[Python-Dev] Python 3 optimizations... (original) (raw)

stefan brunthaler stefan at brunthaler.net
Fri Jul 23 20:26:27 CEST 2010


How do you generate the specialized opcode implementations? I have a small code generator written in Python that uses Mako templates to generate C files that can be included in the main interpreter. It is a data driven approach that uses type information gathered by gdb and check whether given types implement for instance a nb_add method.

Presumably that is done ahead of time, or you'd have to use a JIT, which is what you're avoiding. Yes, and yes: I execute the code generator before compiling the Python interpreter, and I am interested in purely interpretative optimization techniques.

I'm guessing from your comments below about cross-module inlining that you generate a separate .c file with the specialized opcode bodies and then call through to them via a table of function pointers indexed by opcode, but I could be totally wrong.  :) No, dead on ;) Probably a small example from the top of my head illustrates what is going on:

TARGET(FLOAT_ADD): w= POP(); v= TOP(); x= PyFloat_Type.tp_as_number->nb_add(v, w); SET_TOP(x); if (x != NULL) FAST_DISPATCH(); break;

And I extend the standard indirect threaded code dispatch table to support the FLOAT_ADD operation.

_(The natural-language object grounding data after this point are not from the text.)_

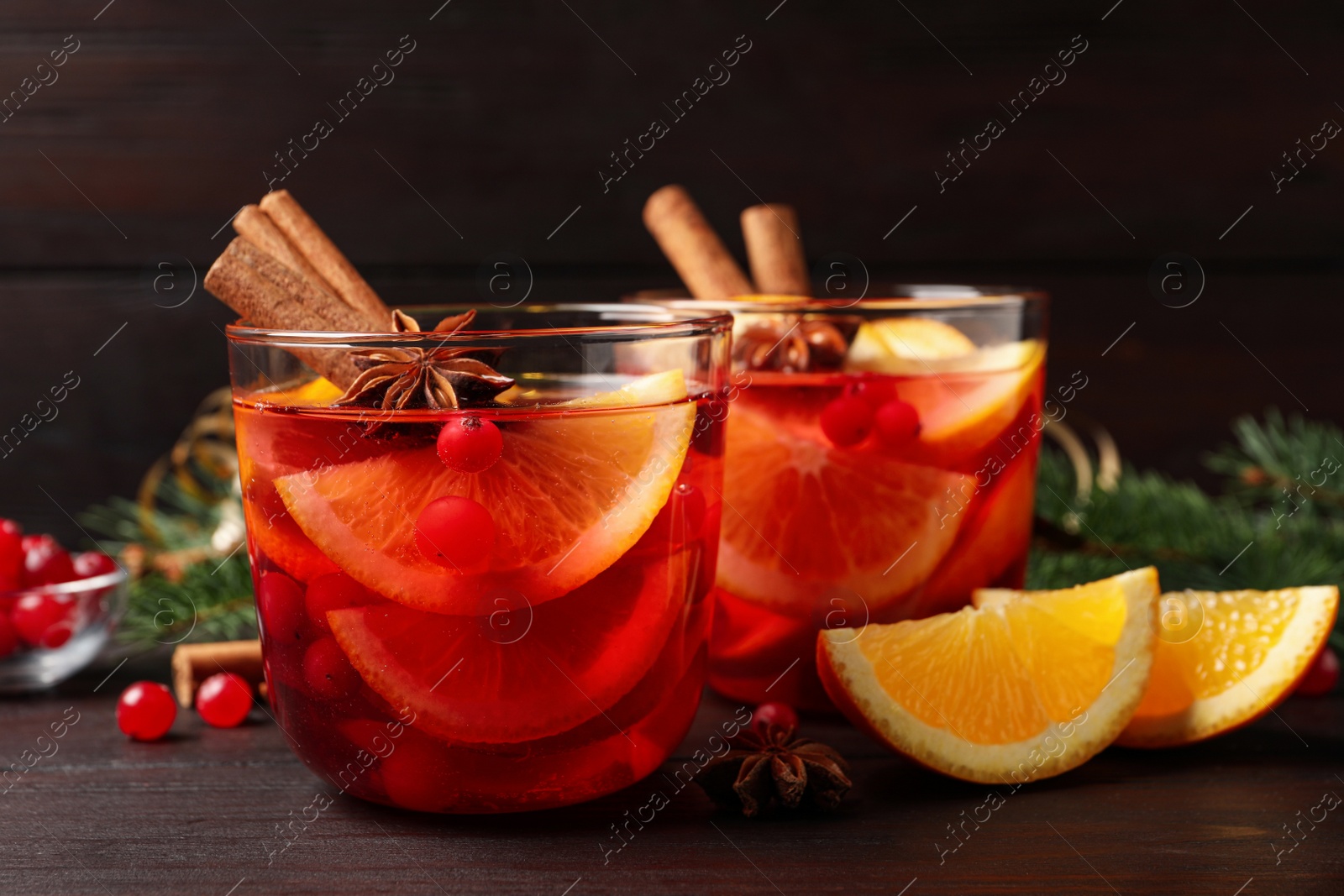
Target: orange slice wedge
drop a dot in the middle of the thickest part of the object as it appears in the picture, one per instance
(569, 496)
(887, 345)
(1025, 687)
(1227, 658)
(522, 672)
(804, 521)
(961, 414)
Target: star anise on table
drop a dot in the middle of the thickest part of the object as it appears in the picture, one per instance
(790, 344)
(773, 766)
(443, 378)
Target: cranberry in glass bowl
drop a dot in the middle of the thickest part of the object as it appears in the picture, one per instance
(57, 610)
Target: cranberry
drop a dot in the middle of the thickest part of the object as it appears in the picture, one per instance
(11, 555)
(333, 591)
(328, 672)
(8, 636)
(92, 563)
(707, 436)
(45, 562)
(223, 700)
(847, 421)
(145, 711)
(470, 443)
(280, 600)
(1321, 676)
(454, 531)
(774, 714)
(46, 620)
(874, 391)
(897, 422)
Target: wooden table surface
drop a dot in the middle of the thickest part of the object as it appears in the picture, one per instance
(199, 815)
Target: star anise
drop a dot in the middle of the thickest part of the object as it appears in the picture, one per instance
(772, 766)
(790, 343)
(440, 378)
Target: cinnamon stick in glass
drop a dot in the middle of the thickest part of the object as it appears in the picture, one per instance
(266, 293)
(774, 250)
(691, 244)
(333, 268)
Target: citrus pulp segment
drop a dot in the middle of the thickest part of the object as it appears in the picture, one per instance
(1026, 687)
(570, 493)
(1245, 653)
(803, 519)
(519, 672)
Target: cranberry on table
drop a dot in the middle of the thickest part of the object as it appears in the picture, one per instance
(1321, 676)
(328, 672)
(470, 445)
(774, 714)
(333, 591)
(92, 563)
(454, 532)
(8, 636)
(11, 555)
(223, 700)
(897, 423)
(145, 711)
(45, 620)
(847, 421)
(45, 562)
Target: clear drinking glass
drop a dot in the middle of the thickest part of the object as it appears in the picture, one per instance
(880, 465)
(542, 644)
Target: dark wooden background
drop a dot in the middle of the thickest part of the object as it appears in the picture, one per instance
(495, 129)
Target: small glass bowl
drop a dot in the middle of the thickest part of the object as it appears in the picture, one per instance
(78, 618)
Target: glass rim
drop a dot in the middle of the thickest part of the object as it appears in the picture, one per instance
(900, 297)
(74, 586)
(663, 322)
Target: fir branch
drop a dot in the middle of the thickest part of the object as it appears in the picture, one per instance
(1284, 466)
(210, 604)
(1240, 540)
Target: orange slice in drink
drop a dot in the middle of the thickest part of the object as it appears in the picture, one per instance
(519, 672)
(961, 414)
(996, 533)
(965, 396)
(569, 496)
(1226, 658)
(904, 344)
(806, 523)
(1025, 687)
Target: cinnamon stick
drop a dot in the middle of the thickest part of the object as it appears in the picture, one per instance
(266, 293)
(691, 244)
(262, 233)
(774, 250)
(322, 253)
(194, 663)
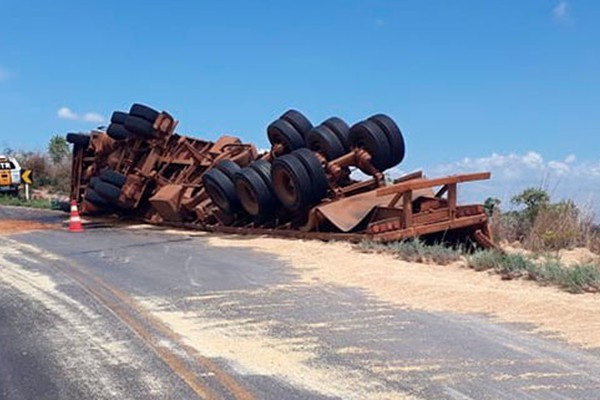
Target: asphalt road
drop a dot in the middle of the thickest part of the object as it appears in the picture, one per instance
(120, 313)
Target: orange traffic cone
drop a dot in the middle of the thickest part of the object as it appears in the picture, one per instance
(75, 220)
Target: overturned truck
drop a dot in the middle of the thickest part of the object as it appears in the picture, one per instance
(303, 187)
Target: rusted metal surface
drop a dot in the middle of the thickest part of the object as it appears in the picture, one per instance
(142, 168)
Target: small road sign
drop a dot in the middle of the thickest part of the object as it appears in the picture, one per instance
(26, 176)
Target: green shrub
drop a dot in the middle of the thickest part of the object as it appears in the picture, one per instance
(581, 278)
(417, 251)
(485, 260)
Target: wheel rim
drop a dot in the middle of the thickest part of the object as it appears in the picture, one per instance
(248, 197)
(285, 187)
(218, 197)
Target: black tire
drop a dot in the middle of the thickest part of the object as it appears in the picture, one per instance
(323, 140)
(394, 135)
(78, 139)
(93, 182)
(144, 112)
(263, 167)
(139, 126)
(341, 130)
(320, 183)
(118, 131)
(254, 193)
(298, 121)
(291, 183)
(282, 132)
(113, 177)
(107, 191)
(93, 197)
(221, 190)
(368, 135)
(228, 167)
(118, 117)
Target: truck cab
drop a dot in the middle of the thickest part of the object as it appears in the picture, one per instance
(10, 175)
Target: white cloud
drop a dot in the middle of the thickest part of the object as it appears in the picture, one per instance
(4, 74)
(561, 11)
(67, 113)
(93, 117)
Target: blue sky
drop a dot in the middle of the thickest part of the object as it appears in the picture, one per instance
(510, 86)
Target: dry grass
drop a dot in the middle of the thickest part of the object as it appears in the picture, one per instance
(578, 278)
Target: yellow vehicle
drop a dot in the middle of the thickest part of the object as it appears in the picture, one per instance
(10, 175)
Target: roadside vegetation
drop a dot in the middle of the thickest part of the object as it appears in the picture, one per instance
(532, 238)
(21, 202)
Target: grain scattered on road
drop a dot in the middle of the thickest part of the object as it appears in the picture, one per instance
(451, 288)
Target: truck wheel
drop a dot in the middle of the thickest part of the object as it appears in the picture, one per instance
(263, 167)
(311, 162)
(394, 135)
(322, 139)
(109, 192)
(228, 167)
(367, 135)
(118, 131)
(282, 132)
(93, 197)
(291, 182)
(221, 190)
(340, 129)
(140, 126)
(93, 182)
(144, 112)
(113, 177)
(298, 121)
(78, 139)
(254, 193)
(118, 117)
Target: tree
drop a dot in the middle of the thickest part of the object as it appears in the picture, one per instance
(58, 149)
(491, 205)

There are a variety of solutions to getting cross-module inlining these days.  Clang+LLVM support link-time optimization (LTO) via a plugin for gold.  GCC has LTO and LIPO as well. A PhD colleague from our institute pointed the gold stuff out to me yesterday, I am going to check out if any of these solutions would work. A deeper problem here is that the heuristics of the compilers are ill-suited to the needs of compiling an interpreter dispatch routine -- I will investigate this further in future research.

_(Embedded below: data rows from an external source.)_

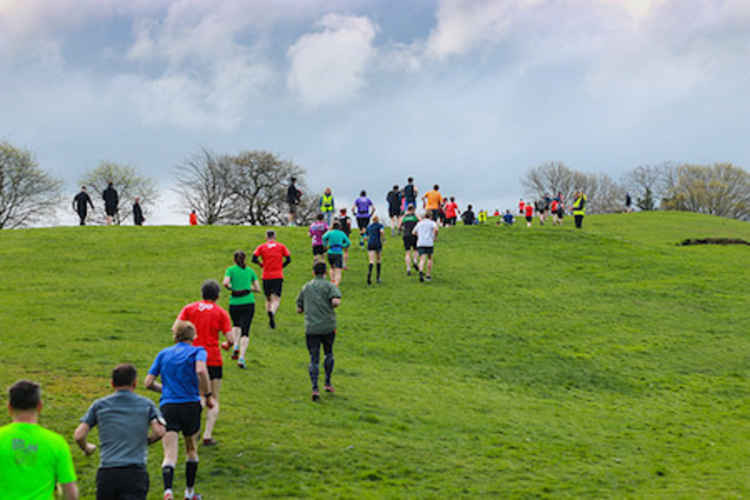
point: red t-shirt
(272, 255)
(450, 209)
(209, 319)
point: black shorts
(215, 372)
(273, 287)
(410, 242)
(182, 417)
(363, 222)
(242, 317)
(129, 482)
(336, 260)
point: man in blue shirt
(184, 377)
(374, 246)
(124, 419)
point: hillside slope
(542, 362)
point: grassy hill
(542, 362)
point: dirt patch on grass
(715, 241)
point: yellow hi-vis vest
(326, 203)
(579, 206)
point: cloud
(329, 65)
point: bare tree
(204, 185)
(28, 195)
(128, 183)
(722, 189)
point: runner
(81, 202)
(293, 196)
(426, 231)
(124, 420)
(317, 300)
(327, 206)
(111, 200)
(345, 225)
(432, 201)
(451, 212)
(375, 232)
(468, 217)
(209, 319)
(363, 210)
(408, 222)
(317, 230)
(394, 199)
(242, 282)
(338, 243)
(32, 458)
(529, 212)
(275, 257)
(410, 193)
(184, 377)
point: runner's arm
(80, 435)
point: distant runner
(408, 222)
(375, 233)
(426, 231)
(363, 210)
(242, 282)
(317, 300)
(273, 257)
(317, 230)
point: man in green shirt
(317, 300)
(33, 459)
(336, 241)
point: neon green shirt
(32, 460)
(241, 279)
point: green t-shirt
(241, 279)
(32, 460)
(315, 300)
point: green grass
(540, 363)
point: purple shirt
(317, 229)
(363, 206)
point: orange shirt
(434, 199)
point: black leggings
(313, 346)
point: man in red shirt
(209, 319)
(451, 212)
(529, 209)
(273, 257)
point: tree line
(250, 188)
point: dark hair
(239, 258)
(24, 395)
(124, 375)
(319, 268)
(210, 290)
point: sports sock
(191, 470)
(167, 474)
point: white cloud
(329, 65)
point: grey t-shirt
(315, 300)
(124, 419)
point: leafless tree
(204, 185)
(28, 195)
(128, 183)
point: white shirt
(425, 230)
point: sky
(468, 94)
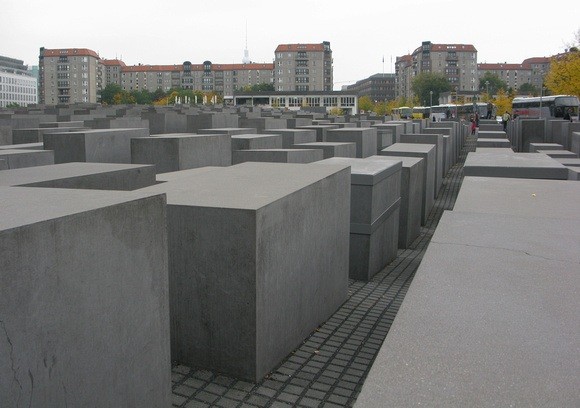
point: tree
(108, 93)
(563, 78)
(491, 83)
(365, 104)
(427, 82)
(528, 89)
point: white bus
(556, 106)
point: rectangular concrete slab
(517, 165)
(181, 151)
(426, 152)
(330, 149)
(412, 190)
(277, 155)
(258, 256)
(374, 218)
(490, 319)
(94, 176)
(96, 146)
(17, 159)
(84, 298)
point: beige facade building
(303, 67)
(531, 71)
(457, 62)
(68, 76)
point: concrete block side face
(84, 301)
(67, 148)
(205, 150)
(163, 153)
(302, 270)
(111, 146)
(212, 277)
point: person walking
(505, 119)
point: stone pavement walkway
(329, 368)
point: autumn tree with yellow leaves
(563, 78)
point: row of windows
(18, 89)
(17, 81)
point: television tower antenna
(246, 59)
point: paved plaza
(329, 368)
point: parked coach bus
(420, 112)
(557, 106)
(403, 112)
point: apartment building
(17, 83)
(303, 67)
(221, 78)
(68, 75)
(530, 71)
(378, 87)
(457, 62)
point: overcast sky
(360, 32)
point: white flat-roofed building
(17, 84)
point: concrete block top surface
(488, 320)
(407, 161)
(503, 150)
(516, 196)
(28, 175)
(29, 205)
(176, 175)
(177, 136)
(24, 146)
(410, 147)
(366, 172)
(246, 186)
(498, 159)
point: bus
(420, 112)
(440, 112)
(403, 112)
(553, 107)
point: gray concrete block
(290, 137)
(426, 152)
(365, 139)
(84, 299)
(559, 154)
(96, 146)
(25, 146)
(431, 139)
(258, 256)
(277, 155)
(320, 130)
(503, 150)
(94, 176)
(574, 173)
(374, 218)
(229, 131)
(537, 147)
(181, 151)
(468, 320)
(493, 142)
(16, 159)
(499, 134)
(256, 141)
(516, 165)
(412, 190)
(331, 149)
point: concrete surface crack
(519, 251)
(14, 374)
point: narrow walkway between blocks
(329, 368)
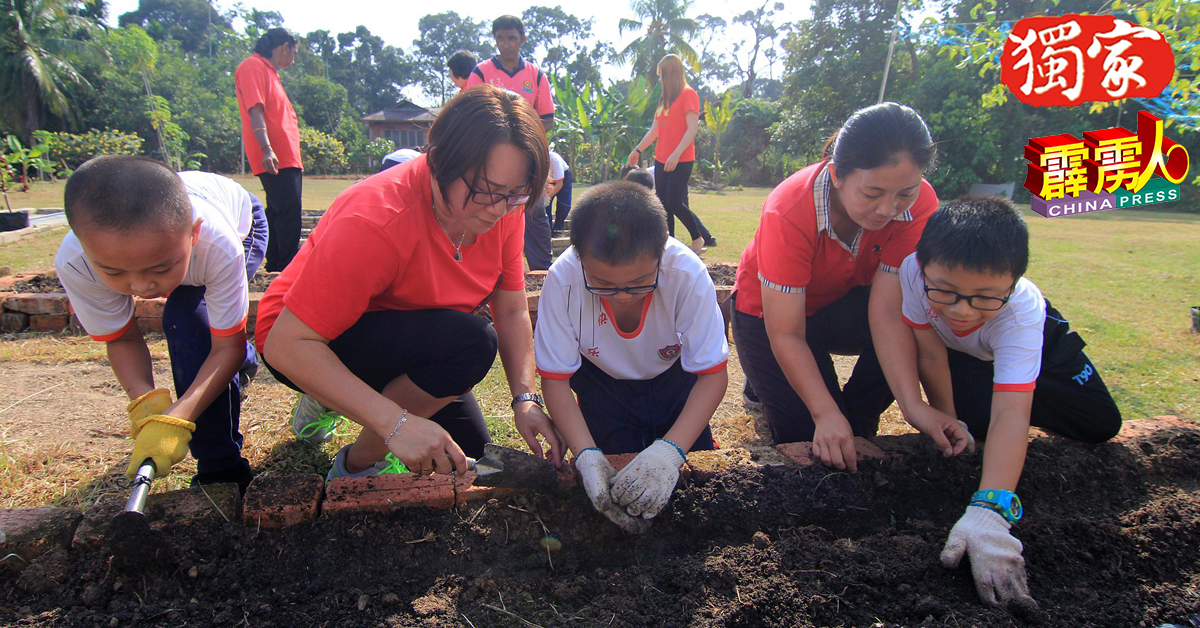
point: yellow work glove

This would be interesting.  We have (obviously) have similar instrumentation in unladen swallow to gather type feedback.  We talked with Craig Citro about finding a way to feed that back to Cython for exactly this reason, but we haven't really pursued it. Ok; I think it would actually be fairly easy to use the type information gathered at runtime by the quickening approach. Several auxiliary functions for dealing with these types could be generated by my code generator as well. It is probably worth looking into this, though my current top-priority is my PhD research, so I cannot promise to being able to allocate vast amounts of time for such endeavours.